The distinguishing aspect of these stories is the way that they are structured. Rather than a big event coinciding with countless tie-ins across countless books, most of these stories would open with a single prologue issue which would branch into a handful of miniseries running for a set number of issues, before dovetailing into a main series. This meant that every issue remotely connected with a series could be collected in a hardcover. Admittedly the titles become more entangled in continuity as they went on (with War of Kings tying in directly to Ed Brubaker’s The Rise & Fall of the Shi’ar Empire story arc in Uncanny X-Men), but by and large these series served to avoid pointless tie-ins and an exceptionally convoluted continuity (everything you needed was included in the books themselves).

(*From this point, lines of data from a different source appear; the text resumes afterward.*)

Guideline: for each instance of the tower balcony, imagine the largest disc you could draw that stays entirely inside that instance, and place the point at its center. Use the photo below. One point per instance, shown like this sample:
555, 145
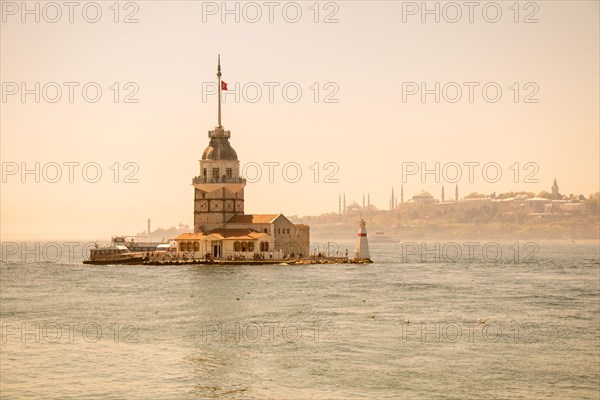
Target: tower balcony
209, 184
203, 179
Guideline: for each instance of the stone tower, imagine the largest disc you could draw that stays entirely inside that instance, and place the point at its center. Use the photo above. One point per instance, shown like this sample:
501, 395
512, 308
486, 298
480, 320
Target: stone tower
361, 251
219, 189
555, 189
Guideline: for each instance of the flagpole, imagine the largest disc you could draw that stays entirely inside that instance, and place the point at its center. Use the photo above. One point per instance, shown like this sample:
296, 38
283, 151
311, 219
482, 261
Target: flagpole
219, 77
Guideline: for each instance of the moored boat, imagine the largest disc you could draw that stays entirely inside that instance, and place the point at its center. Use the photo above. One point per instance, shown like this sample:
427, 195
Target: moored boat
380, 237
115, 254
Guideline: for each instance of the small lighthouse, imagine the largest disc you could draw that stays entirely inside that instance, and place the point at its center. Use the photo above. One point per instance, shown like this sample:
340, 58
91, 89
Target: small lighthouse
361, 251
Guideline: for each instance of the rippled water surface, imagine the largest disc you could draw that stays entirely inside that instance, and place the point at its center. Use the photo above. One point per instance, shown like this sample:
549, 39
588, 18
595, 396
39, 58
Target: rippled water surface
398, 328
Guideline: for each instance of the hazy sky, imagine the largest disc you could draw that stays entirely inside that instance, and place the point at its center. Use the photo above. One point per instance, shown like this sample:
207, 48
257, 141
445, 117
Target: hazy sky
372, 58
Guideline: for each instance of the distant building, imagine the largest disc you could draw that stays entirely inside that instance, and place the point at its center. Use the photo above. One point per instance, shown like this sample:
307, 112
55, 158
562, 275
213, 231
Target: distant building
423, 198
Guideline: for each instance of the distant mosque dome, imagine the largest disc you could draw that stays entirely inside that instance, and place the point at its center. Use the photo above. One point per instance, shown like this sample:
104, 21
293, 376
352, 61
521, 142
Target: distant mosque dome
219, 148
423, 197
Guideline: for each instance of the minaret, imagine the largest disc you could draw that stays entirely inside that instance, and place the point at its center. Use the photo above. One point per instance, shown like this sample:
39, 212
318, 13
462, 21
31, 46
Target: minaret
219, 189
362, 245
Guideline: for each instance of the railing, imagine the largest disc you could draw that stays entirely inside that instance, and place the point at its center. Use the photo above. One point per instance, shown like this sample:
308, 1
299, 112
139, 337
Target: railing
203, 179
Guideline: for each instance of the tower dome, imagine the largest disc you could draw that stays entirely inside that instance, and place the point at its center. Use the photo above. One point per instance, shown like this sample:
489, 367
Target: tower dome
219, 148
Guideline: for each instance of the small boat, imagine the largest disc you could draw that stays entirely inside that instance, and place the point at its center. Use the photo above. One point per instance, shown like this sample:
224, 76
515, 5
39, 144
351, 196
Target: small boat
114, 254
380, 237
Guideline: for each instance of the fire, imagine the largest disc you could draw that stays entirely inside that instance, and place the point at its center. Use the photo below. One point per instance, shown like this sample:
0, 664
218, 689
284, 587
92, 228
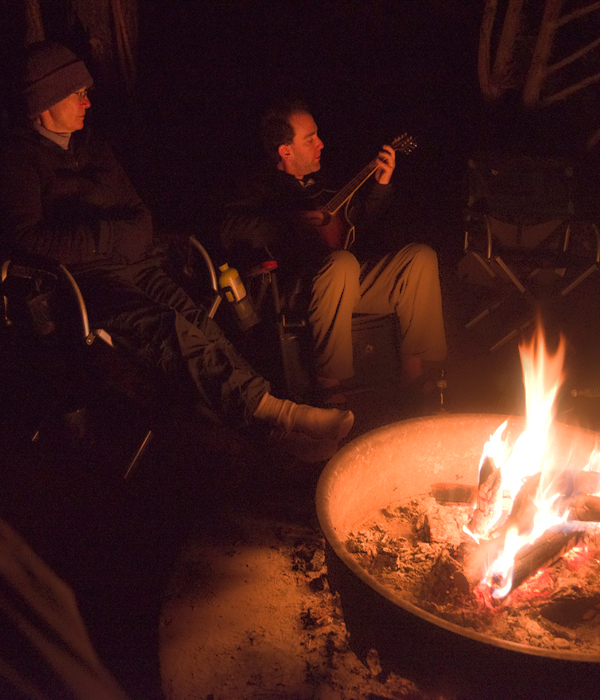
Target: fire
504, 468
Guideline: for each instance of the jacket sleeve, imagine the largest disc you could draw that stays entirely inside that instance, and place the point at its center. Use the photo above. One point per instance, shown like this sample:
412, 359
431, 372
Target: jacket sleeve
86, 214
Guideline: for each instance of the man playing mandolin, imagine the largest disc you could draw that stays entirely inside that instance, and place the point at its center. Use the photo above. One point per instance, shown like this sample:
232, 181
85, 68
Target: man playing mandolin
280, 212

They’re the best crossovers that you weren’t reading.

X-Men Continuity

The last decade has been an interesting one for the X-Men, as both the books and the characters have found themselves looking for purpose. Grant Morrison’s New X-Men posited a world where mutants would be the dominant species with a few generations and proposed to move the “mutants as oppressed minority” metaphor firmly into the twenty-first century, where the worries weren’t (at least for the most part) about government-sponsored genocide or legal rights, but cultural and social questions about the way that mutants and humanity live together. This was clearly a step too far, as Marvel decided to essentially wipe out the mutant population, feeling there were too many mutants in the Marvel Universe. This was done with three words from a psychotic Scarlet Witch rather than a more subtle approach (like simply reducing the number of mutants featured in various books).

Suddenly the X-Men found themselves facing extinction, and this became a driving narrative force for the book. It was as if the line was actively rebelling against the editorial mandate forced upon them. Instead of granting narrative clarity, the edict had instead complicated things. It also forced the X-Men away from their widely-loved position as a civil rights metaphor and towards a more straight forward “find the cure” narrative. It also served to isolate the franchise from the rest of the Marvel Universe (except for Wolverine, of course, who is everywhere) – the X-Men were always busy doing their thing and trying not to die out rather than assisting with Civil War or Secret Invasion. The solution to this narrative thread is entirely predictable, but it does offer a clear structure to the X-Men stories from the period.

It’s interesting to note that while all the major Avengers titles from this period (New/Mighty/Dark Avengers) have been consistantly collected, the X-Men books have not been. Ed Brubaker’s run is quite difficult to collect in one consistent format, as is Matt Fraction’s – and both are writing for what should be “the flagship book” of the X-Men publishing line, Uncanny X-Men. This makes it considerably harder to follow than the Avengers franchise, for example.